Smart data remediation and curation with the Federated DataOps API

As the world becomes more interconnected, data generated at distributed networks by people and machines creates many challenges. According to Gartner, the world generates more than 2.5 quintillion bytes a day, or about 500 million 2-hour HD movies per day. Data at various geographic locations might have different quality and provenance. To gain insights and nuggets of data from this massive amount of information, data scientists and data engineers spend an enormous amount of time cleansing, understanding, curating, and managing the data. It’s even more challenging orchestrating, understanding, and managing data at the edge of networks where devices or infrastructures in the distributed environments continually change as new devices or new network topology changes or the context changes.

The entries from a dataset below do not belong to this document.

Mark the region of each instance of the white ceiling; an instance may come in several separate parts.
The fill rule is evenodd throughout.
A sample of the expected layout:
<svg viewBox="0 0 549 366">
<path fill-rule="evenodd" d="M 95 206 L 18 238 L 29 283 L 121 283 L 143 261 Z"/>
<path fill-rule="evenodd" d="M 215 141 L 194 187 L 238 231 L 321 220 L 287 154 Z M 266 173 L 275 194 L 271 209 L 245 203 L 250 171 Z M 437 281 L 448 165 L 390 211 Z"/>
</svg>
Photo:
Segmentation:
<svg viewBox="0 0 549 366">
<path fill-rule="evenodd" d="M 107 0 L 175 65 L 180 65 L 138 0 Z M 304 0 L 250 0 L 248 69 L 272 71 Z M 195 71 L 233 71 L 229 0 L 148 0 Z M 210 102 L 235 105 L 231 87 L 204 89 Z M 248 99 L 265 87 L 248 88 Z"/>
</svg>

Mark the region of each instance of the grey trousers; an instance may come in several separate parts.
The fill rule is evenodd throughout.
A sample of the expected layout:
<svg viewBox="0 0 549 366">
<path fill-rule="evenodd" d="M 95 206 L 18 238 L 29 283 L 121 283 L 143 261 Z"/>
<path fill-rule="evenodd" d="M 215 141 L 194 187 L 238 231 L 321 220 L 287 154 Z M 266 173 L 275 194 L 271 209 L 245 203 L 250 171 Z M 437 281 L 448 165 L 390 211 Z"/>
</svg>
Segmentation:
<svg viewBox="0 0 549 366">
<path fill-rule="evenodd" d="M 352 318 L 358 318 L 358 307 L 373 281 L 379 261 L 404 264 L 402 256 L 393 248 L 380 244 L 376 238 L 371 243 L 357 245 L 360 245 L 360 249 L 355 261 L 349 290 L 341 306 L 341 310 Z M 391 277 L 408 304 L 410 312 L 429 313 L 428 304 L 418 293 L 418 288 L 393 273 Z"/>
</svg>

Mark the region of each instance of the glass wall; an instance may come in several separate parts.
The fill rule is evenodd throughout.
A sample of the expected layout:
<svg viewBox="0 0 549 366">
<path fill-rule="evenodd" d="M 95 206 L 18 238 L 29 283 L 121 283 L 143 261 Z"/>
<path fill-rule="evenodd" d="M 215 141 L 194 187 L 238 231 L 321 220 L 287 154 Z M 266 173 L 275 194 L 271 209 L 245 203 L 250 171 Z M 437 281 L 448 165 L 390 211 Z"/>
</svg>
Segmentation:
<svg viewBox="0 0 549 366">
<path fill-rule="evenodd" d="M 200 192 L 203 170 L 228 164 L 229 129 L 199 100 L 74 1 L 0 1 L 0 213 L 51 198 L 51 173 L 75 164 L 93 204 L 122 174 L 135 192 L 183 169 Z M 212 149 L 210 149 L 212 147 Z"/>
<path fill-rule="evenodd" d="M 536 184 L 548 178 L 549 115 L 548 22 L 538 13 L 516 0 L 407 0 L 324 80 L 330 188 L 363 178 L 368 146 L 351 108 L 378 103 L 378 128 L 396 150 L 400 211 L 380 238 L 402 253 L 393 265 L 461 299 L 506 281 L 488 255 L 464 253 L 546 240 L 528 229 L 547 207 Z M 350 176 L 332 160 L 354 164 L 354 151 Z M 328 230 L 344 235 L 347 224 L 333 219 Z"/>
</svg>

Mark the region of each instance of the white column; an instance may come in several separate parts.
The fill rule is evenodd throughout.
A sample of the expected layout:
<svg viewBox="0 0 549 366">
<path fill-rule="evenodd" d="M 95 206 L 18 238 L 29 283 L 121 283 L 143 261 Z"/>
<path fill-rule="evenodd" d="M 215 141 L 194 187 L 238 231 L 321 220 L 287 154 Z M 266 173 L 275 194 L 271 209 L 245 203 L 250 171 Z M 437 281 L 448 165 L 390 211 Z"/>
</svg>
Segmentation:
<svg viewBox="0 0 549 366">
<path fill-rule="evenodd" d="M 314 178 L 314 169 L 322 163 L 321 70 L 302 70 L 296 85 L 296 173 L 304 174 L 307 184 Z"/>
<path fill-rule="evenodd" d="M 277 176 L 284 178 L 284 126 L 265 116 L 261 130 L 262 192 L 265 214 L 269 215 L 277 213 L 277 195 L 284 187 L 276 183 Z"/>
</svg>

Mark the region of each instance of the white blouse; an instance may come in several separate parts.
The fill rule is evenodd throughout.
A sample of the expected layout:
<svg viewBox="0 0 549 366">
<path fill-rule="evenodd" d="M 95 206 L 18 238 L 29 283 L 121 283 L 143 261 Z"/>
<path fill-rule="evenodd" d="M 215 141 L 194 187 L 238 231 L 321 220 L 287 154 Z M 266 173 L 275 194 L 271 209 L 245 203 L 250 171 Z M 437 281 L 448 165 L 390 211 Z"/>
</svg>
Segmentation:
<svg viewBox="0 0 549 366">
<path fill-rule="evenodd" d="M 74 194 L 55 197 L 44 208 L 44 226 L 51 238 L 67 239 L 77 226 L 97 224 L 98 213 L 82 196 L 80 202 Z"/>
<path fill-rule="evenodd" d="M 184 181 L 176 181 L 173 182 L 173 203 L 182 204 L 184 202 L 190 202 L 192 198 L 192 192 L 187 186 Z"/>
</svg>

To solve these challenges as well as for self-managing without requiring manual intervention and getting the data prepared for AI pipelines, IBM researchers created two APIs: the Data Quality for AI API and the Federated DataOps API. The usage of these APIs depends on the use case.

The Data Quality for AI API performs quantification data quality by remediating data with explanation. The Federated DataOps API extends the Data Quality for AI API by solving data and label remediation for tabular text data sets in distributed environments. Each function provides a quality score and an explanation towards remediation. These metrics quantify data issues as a score between 0 and 1, where 1 indicates no issues were detected and any value less than one indicates that data needs to be corrected. Currently, these metrics are for text tabular data sets and accept the input in the form of a comma or CSV file format.

Version 1.0 of the Federated DataOps API is concerned with accessing data quality for a single distributed site. Future iterations planned for the library are to enable federated distributed data quality assessments, such as schema reconciliation methods like column mapping and label standardization.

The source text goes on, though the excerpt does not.